A friend recently connected me with Leah Kostamo, a local writer and environmentalist, and I’m thrilled to announce that she’s written a guest blog post today for The Farm for Life Project! Leah and her husband Markku have worked for the past ten years to establish the ministry of A Rocha in Canada (an organization that I’ve long been a fan of). As part of A Rocha’s work they established a Christian environmental center in Surrey, B.C. The center is a hub for a myriad of conservation, education and sustainable living activities. Leah blogs about their salmon saving, stranger welcoming and organic gardening adventures at leahkostamo.com. In today’s guest blog post, she writes about gratitude – something I think about often as I spend my days frollicking in the soil with people I love. Big thanks to Leah for sharing this!

Practicing Gratitude
by Leah Kostamo 

The hallmark of a truly “simple” life is gratitude. “Gratitude is the heart of faith,” writes Mary Jo Leddy, author of Radical Gratitude. In this vein, she relates a lovely prayer of gratitude the Jewish people pray every Passover as they celebrate the deliverance of the Hebrew people from Egypt. The prayer centres around the Hebrew word Dayenu, which in English means, It would have been enough.
 
~ If you had only led us to the edge of the Red Sea but not taken us through the waters, it would have been enough.
~ If you had only taken us through the Red Sea but not led us through the desert, it would have been enough.
~ If you had only led us through the desert but not taken us to Sinai, it would have been enough.

Leddy suggests using this template as a helpful spiritual exercise in reflecting on one’s own life. For example: If I had only been born but not had a twin sister, it would have been enough. If I had only had a twin sister but hadn’t visited Orcas Island, it would have been enough. If I had only seen the sun set off Otter’s Point, but hadn’t experienced a snowfall in the Rockies, it would have been enough.                

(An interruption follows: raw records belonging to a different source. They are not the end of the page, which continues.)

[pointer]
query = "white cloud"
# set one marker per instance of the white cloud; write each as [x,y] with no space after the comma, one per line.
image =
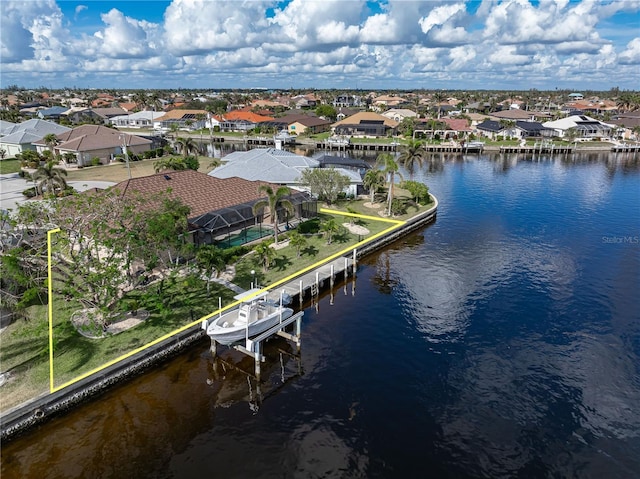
[124,37]
[79,9]
[332,43]
[24,29]
[194,27]
[440,16]
[631,56]
[507,55]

When we are satisfied with our lives as being enough, we are able to resist the whispers of consumerism that tell us we don’t have enough or we are not enough. When our sense of satisfaction is rooted in an amazement at the givenness of every gift—from friends to home to our very own lives—then we are grounded in the firm grace of abundance.
Gratitude’s starting point is wonder. I love what the Jewish theologian Abraham Heschel says about true spiritual living: “Our goal should be to live life in radical amazement.” He encouraged his students to take nothing for granted. “Everything is phenomenal; everything is incredible; never treat life casually. To be spiritual is to be amazed.” The amazement comes as we realize everything we have and every gift we experience is pure grace. To be born would have been enough, but then I’m given a loving family. Wow! To be raised in a loving family would have been enough, but then I am surrounded by caring mentors. Amazing! We are invited not only to consider the big gifts, but the little gifts as well—the light slanting through the fir trees on a fall afternoon or the caress of a small child’s hand on our arm. It’s all grace. It’s all amazing. It all warrants our gratitude.